Deutschmark love crosses into British press

And not just any press, but the pro-EU Guardian, rather than the EU-skeptic press.
Berliners dream of return to deutschmark
On the pavement outside the bar, drawing on a cigarette, Pamela Schreiber pauses in contemplation. "Do I consider myself European? Well, of course, but first and foremost I'm a German," says the 33-year-old set designer with conviction.

The answer is not one that you would have expected a few years ago from a young person in Germany. This is the country where European enthusiasm has been easiest to find and where, since the war, European interests have taken precedence over nationalist ones. But, according to Schreiber, Germans feel increasingly torn over Europe.

"We always knew in our heart of hearts that the euro would never be as solid as our deutschmark, but we gave up our beloved currency, which was actually central to our identity, because we believed in the European project so fervently," she says.

Now there is talk, albeit based on blog gossip and a tabloid desire to whip up a good tale, of a return of the mark. Some even claim that secret supplies of the defunct currency – the strength of which was seen as a legacy of the sweat and tears that Germans spent to build up their ruined economy after the war – are being printed in secret underground locations.

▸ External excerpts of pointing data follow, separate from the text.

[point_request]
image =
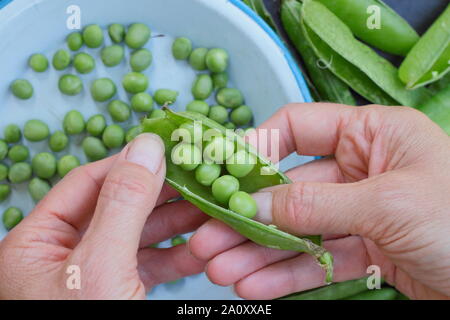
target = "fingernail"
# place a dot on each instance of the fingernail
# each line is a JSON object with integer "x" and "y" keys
{"x": 264, "y": 201}
{"x": 147, "y": 150}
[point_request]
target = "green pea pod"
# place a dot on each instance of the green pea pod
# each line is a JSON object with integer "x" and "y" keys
{"x": 380, "y": 294}
{"x": 201, "y": 196}
{"x": 358, "y": 65}
{"x": 330, "y": 87}
{"x": 438, "y": 109}
{"x": 429, "y": 60}
{"x": 392, "y": 34}
{"x": 335, "y": 291}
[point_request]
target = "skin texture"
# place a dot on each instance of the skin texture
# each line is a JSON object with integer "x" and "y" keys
{"x": 361, "y": 199}
{"x": 121, "y": 203}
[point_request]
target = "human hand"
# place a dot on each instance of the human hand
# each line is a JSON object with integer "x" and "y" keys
{"x": 98, "y": 219}
{"x": 383, "y": 199}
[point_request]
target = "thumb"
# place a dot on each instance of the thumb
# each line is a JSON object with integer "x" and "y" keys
{"x": 127, "y": 198}
{"x": 319, "y": 208}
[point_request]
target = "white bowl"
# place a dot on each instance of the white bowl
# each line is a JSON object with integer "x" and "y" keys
{"x": 260, "y": 67}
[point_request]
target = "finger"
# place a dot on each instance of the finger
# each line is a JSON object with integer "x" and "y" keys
{"x": 170, "y": 220}
{"x": 303, "y": 273}
{"x": 305, "y": 128}
{"x": 157, "y": 266}
{"x": 213, "y": 238}
{"x": 127, "y": 197}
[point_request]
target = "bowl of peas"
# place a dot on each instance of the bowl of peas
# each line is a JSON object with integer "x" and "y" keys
{"x": 78, "y": 78}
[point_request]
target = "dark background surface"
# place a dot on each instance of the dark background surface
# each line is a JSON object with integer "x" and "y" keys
{"x": 419, "y": 13}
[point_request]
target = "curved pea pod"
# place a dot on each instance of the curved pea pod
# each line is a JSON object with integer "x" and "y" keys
{"x": 429, "y": 60}
{"x": 329, "y": 87}
{"x": 202, "y": 197}
{"x": 438, "y": 109}
{"x": 355, "y": 63}
{"x": 375, "y": 23}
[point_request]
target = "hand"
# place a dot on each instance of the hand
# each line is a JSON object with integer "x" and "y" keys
{"x": 98, "y": 219}
{"x": 383, "y": 199}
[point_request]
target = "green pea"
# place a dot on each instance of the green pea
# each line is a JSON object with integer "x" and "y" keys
{"x": 38, "y": 62}
{"x": 18, "y": 153}
{"x": 35, "y": 130}
{"x": 218, "y": 114}
{"x": 218, "y": 150}
{"x": 12, "y": 133}
{"x": 73, "y": 122}
{"x": 74, "y": 41}
{"x": 142, "y": 102}
{"x": 230, "y": 126}
{"x": 140, "y": 60}
{"x": 83, "y": 63}
{"x": 112, "y": 55}
{"x": 220, "y": 80}
{"x": 165, "y": 96}
{"x": 93, "y": 36}
{"x": 94, "y": 149}
{"x": 241, "y": 116}
{"x": 103, "y": 89}
{"x": 5, "y": 191}
{"x": 38, "y": 189}
{"x": 119, "y": 110}
{"x": 181, "y": 48}
{"x": 70, "y": 84}
{"x": 113, "y": 136}
{"x": 178, "y": 240}
{"x": 116, "y": 32}
{"x": 12, "y": 217}
{"x": 67, "y": 164}
{"x": 137, "y": 35}
{"x": 243, "y": 203}
{"x": 187, "y": 156}
{"x": 3, "y": 172}
{"x": 230, "y": 98}
{"x": 217, "y": 60}
{"x": 135, "y": 82}
{"x": 198, "y": 106}
{"x": 44, "y": 165}
{"x": 206, "y": 174}
{"x": 157, "y": 113}
{"x": 133, "y": 133}
{"x": 61, "y": 59}
{"x": 3, "y": 149}
{"x": 22, "y": 89}
{"x": 202, "y": 87}
{"x": 197, "y": 59}
{"x": 224, "y": 187}
{"x": 58, "y": 141}
{"x": 96, "y": 125}
{"x": 20, "y": 172}
{"x": 191, "y": 132}
{"x": 241, "y": 164}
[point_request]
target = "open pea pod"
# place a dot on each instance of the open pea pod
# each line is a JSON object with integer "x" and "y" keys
{"x": 355, "y": 63}
{"x": 201, "y": 196}
{"x": 329, "y": 87}
{"x": 393, "y": 34}
{"x": 429, "y": 60}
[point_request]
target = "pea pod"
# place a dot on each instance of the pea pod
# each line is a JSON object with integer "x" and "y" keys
{"x": 394, "y": 34}
{"x": 359, "y": 66}
{"x": 201, "y": 196}
{"x": 376, "y": 294}
{"x": 429, "y": 60}
{"x": 438, "y": 109}
{"x": 329, "y": 87}
{"x": 334, "y": 291}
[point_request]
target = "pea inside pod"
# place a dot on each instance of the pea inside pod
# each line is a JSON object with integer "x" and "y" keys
{"x": 202, "y": 197}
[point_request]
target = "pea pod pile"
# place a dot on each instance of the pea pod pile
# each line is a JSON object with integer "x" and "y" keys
{"x": 201, "y": 196}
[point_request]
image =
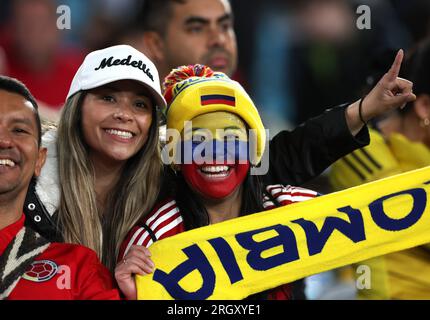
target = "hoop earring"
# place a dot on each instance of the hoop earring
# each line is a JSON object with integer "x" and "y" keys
{"x": 425, "y": 123}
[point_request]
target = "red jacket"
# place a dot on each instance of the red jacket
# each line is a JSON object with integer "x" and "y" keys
{"x": 61, "y": 272}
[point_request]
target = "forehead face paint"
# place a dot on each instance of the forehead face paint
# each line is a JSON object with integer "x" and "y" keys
{"x": 217, "y": 179}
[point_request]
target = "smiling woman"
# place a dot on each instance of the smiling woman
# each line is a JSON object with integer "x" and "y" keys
{"x": 108, "y": 150}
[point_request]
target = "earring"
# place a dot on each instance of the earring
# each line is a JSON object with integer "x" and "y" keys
{"x": 425, "y": 123}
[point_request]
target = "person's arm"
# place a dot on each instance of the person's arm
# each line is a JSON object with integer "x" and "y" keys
{"x": 300, "y": 155}
{"x": 92, "y": 280}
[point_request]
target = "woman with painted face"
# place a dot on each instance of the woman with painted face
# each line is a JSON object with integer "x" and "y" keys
{"x": 226, "y": 138}
{"x": 105, "y": 153}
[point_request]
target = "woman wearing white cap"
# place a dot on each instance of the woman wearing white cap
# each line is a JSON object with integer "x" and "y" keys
{"x": 105, "y": 153}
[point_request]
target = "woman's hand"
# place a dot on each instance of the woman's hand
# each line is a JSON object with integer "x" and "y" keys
{"x": 137, "y": 261}
{"x": 390, "y": 92}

Cabaret artists have been making jokes about wheelbarrows of notes, or telling the one about the German and the Greek who go out to eat, the German choosing the cheapest item on the menu, the Greek gorging on a range of dishes, before the waiter brings the German the bill at the end. The audience doubles over. But the reality is stomach-churning.

"We are building up an almighty bubble of debt which is going to burst in one great bang," says Hans-Werner Sinn, chief of Ifo, one of the country's leading economic thinktanks.
When the artists and economists are in agreement, there's a serious movement afoot.